Cambiaron las condiciones y los tiempos, y en consecuencia los uniformes, los tratamientos y muchos de los rituales quedaron fuera de su tiempo. Quedaron anacrónicos.
En cuanto a los honores patrios, qué puedo decir. Cualquiera que, yendo embarcado en un candray español, ganando un sueldo español y con la Ley Penal y Disciplinaria de la Marina Mercante en vigor, haya compartido muelle con barcos alemanes, franceses, ingleses, italianos o en general cualquier cosa menos griegos (pobre gente) creo que desarrolla la tendencia a pensar que las banderas son de tela y a cada cual le toca la que le toca, como el ser alto o tener el pelo negro. Uno sólo puede sentirse legítimamente orgulloso de aquello en cuya creación ha participado. Si yo estuve mis mejores años apartando agua y subiendo o bajando olas, creo que lo hice por mi futuro y por mi familia.

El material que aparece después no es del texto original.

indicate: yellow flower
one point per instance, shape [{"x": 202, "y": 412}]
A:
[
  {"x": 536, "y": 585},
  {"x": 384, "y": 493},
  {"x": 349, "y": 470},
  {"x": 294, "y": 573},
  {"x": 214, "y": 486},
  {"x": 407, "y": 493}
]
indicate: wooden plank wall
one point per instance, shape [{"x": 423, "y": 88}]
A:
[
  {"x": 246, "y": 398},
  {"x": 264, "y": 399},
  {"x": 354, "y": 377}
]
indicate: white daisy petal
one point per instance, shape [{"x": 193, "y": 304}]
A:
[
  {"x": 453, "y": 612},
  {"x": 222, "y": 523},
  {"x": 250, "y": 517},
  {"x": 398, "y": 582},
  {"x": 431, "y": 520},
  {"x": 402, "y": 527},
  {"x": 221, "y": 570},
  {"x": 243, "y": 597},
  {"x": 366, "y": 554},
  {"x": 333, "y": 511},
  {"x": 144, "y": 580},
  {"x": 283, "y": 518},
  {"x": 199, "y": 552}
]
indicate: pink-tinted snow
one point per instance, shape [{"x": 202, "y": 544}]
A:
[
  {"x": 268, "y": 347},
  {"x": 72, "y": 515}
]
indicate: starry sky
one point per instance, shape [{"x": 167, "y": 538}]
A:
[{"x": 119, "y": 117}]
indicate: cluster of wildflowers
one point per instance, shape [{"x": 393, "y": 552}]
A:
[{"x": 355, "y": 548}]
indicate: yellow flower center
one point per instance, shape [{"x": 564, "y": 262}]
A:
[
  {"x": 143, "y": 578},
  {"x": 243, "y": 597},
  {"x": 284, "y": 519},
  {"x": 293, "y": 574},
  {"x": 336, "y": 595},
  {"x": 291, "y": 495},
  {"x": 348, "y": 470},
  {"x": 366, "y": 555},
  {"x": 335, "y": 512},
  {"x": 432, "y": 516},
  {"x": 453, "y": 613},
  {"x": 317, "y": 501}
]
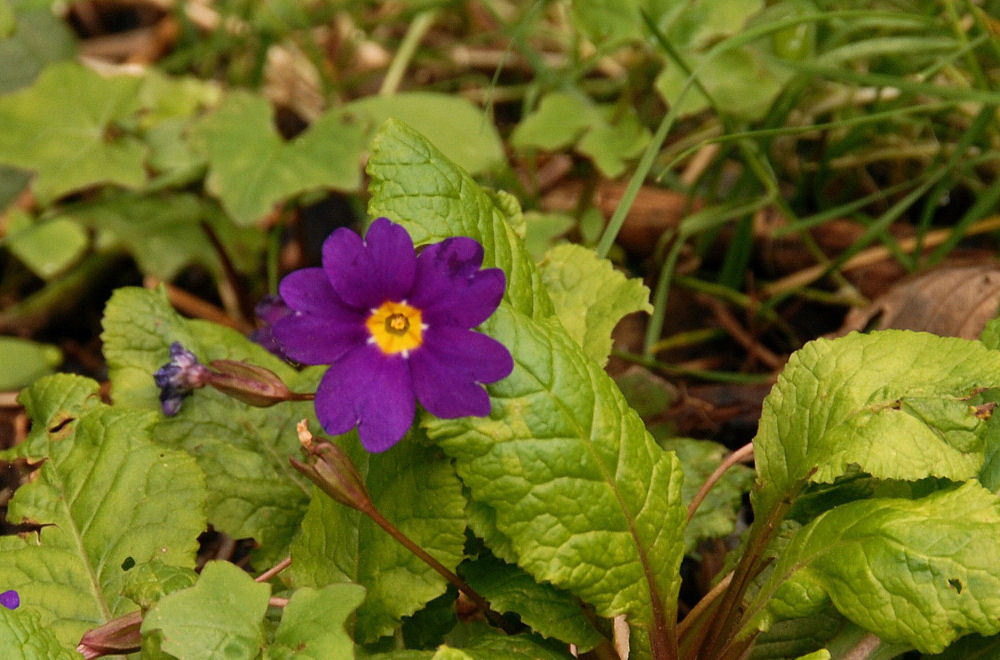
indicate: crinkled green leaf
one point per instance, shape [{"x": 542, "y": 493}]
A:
[
  {"x": 312, "y": 624},
  {"x": 39, "y": 38},
  {"x": 48, "y": 247},
  {"x": 243, "y": 450},
  {"x": 795, "y": 637},
  {"x": 414, "y": 185},
  {"x": 164, "y": 233},
  {"x": 22, "y": 362},
  {"x": 251, "y": 168},
  {"x": 456, "y": 126},
  {"x": 149, "y": 582},
  {"x": 65, "y": 128},
  {"x": 542, "y": 230},
  {"x": 717, "y": 515},
  {"x": 478, "y": 641},
  {"x": 921, "y": 572},
  {"x": 738, "y": 80},
  {"x": 603, "y": 133},
  {"x": 588, "y": 500},
  {"x": 107, "y": 496},
  {"x": 590, "y": 296},
  {"x": 893, "y": 403},
  {"x": 219, "y": 617},
  {"x": 24, "y": 637},
  {"x": 558, "y": 122},
  {"x": 547, "y": 610},
  {"x": 418, "y": 493}
]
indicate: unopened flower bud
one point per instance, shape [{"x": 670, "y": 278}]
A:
[
  {"x": 116, "y": 637},
  {"x": 178, "y": 377},
  {"x": 10, "y": 599},
  {"x": 249, "y": 383},
  {"x": 329, "y": 467}
]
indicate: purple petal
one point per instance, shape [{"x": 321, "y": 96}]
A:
[
  {"x": 367, "y": 273},
  {"x": 451, "y": 290},
  {"x": 309, "y": 290},
  {"x": 392, "y": 250},
  {"x": 320, "y": 340},
  {"x": 369, "y": 390},
  {"x": 10, "y": 599},
  {"x": 449, "y": 367}
]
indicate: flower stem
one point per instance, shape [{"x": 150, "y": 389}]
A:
[
  {"x": 418, "y": 28},
  {"x": 393, "y": 531},
  {"x": 274, "y": 570},
  {"x": 742, "y": 454}
]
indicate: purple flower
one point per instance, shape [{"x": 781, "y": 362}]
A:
[
  {"x": 395, "y": 328},
  {"x": 269, "y": 311},
  {"x": 177, "y": 378},
  {"x": 10, "y": 599}
]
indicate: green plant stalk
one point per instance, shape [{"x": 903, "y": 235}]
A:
[
  {"x": 715, "y": 639},
  {"x": 397, "y": 68}
]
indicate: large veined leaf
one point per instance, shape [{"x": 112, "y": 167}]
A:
[
  {"x": 893, "y": 403},
  {"x": 107, "y": 496},
  {"x": 23, "y": 636},
  {"x": 590, "y": 296},
  {"x": 71, "y": 105},
  {"x": 418, "y": 493},
  {"x": 243, "y": 450},
  {"x": 455, "y": 125},
  {"x": 312, "y": 625},
  {"x": 921, "y": 572},
  {"x": 251, "y": 168},
  {"x": 414, "y": 185},
  {"x": 220, "y": 616},
  {"x": 589, "y": 501},
  {"x": 586, "y": 498}
]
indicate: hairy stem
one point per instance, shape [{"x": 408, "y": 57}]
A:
[{"x": 744, "y": 453}]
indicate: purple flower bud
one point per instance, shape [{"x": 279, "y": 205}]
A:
[
  {"x": 269, "y": 311},
  {"x": 10, "y": 599},
  {"x": 177, "y": 378}
]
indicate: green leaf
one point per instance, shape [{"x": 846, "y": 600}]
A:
[
  {"x": 418, "y": 493},
  {"x": 65, "y": 128},
  {"x": 243, "y": 450},
  {"x": 39, "y": 39},
  {"x": 414, "y": 185},
  {"x": 251, "y": 168},
  {"x": 558, "y": 122},
  {"x": 48, "y": 248},
  {"x": 22, "y": 362},
  {"x": 220, "y": 616},
  {"x": 312, "y": 625},
  {"x": 603, "y": 133},
  {"x": 588, "y": 500},
  {"x": 461, "y": 130},
  {"x": 740, "y": 84},
  {"x": 590, "y": 296},
  {"x": 548, "y": 611},
  {"x": 478, "y": 641},
  {"x": 920, "y": 572},
  {"x": 149, "y": 582},
  {"x": 24, "y": 637},
  {"x": 165, "y": 233},
  {"x": 543, "y": 230},
  {"x": 893, "y": 403},
  {"x": 107, "y": 496},
  {"x": 717, "y": 515}
]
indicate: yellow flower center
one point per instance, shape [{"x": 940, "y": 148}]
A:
[{"x": 396, "y": 328}]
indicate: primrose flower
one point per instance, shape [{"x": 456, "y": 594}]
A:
[
  {"x": 10, "y": 599},
  {"x": 395, "y": 328}
]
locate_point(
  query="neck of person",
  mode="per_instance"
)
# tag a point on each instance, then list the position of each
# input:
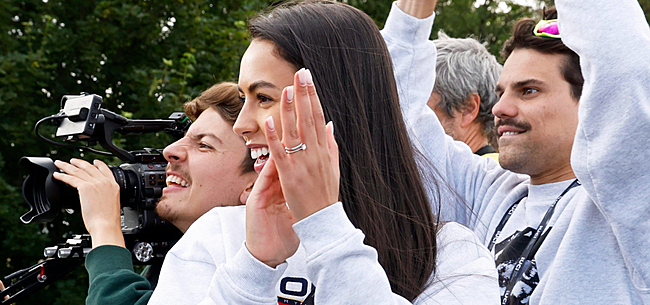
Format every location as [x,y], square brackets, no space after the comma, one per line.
[557,174]
[474,138]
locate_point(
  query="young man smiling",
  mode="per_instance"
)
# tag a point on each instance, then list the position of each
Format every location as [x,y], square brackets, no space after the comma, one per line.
[574,228]
[208,168]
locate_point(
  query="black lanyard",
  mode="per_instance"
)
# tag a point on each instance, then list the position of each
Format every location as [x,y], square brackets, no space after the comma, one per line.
[520,267]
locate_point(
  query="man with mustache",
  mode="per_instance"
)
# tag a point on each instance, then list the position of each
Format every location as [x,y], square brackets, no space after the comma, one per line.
[566,211]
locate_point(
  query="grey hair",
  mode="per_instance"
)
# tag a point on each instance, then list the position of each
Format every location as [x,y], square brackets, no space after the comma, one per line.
[464,66]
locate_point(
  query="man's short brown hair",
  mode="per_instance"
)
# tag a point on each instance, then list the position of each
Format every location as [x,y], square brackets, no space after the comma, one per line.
[523,38]
[224,98]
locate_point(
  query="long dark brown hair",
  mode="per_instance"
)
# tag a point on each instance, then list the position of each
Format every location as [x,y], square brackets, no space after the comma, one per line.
[381,188]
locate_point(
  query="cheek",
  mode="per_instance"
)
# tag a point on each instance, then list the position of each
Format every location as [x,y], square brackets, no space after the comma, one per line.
[273,111]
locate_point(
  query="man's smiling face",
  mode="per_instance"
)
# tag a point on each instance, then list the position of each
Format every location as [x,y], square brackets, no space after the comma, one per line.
[536,116]
[204,171]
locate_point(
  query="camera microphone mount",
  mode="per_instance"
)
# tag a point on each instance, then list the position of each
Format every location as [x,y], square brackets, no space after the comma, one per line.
[62,259]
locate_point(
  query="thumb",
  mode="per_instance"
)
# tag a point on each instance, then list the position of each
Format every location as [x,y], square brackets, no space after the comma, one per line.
[333,149]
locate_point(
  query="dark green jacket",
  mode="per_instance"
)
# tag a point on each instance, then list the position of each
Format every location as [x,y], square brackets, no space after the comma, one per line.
[112,279]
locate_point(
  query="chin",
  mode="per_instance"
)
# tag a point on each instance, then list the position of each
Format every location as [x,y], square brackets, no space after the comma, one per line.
[165,212]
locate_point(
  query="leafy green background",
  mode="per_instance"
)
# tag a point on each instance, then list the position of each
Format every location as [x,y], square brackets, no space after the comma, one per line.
[146,58]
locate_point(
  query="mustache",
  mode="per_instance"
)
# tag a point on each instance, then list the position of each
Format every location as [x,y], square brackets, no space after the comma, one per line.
[513,123]
[175,167]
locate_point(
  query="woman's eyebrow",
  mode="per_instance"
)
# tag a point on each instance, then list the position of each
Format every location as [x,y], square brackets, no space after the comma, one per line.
[259,84]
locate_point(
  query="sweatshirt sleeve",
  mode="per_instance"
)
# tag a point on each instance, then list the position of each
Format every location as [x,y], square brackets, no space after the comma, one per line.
[343,269]
[112,279]
[465,272]
[346,271]
[477,180]
[244,280]
[610,152]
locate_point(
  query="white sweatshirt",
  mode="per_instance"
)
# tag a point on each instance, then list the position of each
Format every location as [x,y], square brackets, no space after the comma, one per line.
[211,258]
[598,250]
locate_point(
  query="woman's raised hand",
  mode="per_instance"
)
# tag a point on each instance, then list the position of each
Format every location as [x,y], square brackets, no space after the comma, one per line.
[300,178]
[307,158]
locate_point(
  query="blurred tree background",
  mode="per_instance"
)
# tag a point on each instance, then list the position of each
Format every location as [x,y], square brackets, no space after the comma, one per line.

No creo haber hecho nada por mi bandera ni que ella haya hecho por mí nada que no hubiera hecho cualquier otra a cambio de mi trabajo. En este sentido coincido mucho con Theodor Heuss, primer presidente de la República Federal de Alemania, que cuando le preguntaron con insistemcia si amaba a Alemania contenstó que amar, amaba a su mujer.
Pero supongo que esto es independiente de que yo haya sido marino o relojero. Es sólo mi sentir.
A veces miro las fotografías, no muchas, que tengo de aquella época y me encanta ver lo guapos que estábamos todos. Recuerdo el ambiente de la cámara de oficiales de algún barco de hace casi 40 años, aquellos uniformes de lana gruesa que olían a rayos, y me enternece nuestra lucha por mantener la dignidad y la elegancia. Pero aquello ya pasó y, como dice mi querido y denostado colega en este mismo hilo, si algo echo de menos es el levantarme sin que me duela nada.
Por mi oficio actual sigo en contacto con los marinos de hoy, y me parecen tan valientes, tan capaces y tan marinos como lo fuimos nosotros. Y un poco más altos, en general. Será que se alimentan mejor. Y todos se tratan de tú a tú sin que se hunda el mundo (ni el barco, claro está).
Por último, vaya rollo estoy largando, hay que comprender que quienes han vivido estas cosas en propia carne se sientan un poco sorprendidos o tal vez incómodos ante quienes intentan mantener aquellas cosas que ya están muy rancias y que, en su momento, no existieron por placer, sino porque no había otro modo de hacerlas.
Vaya una ronda a mi cuenta. Y perdón por el tocho!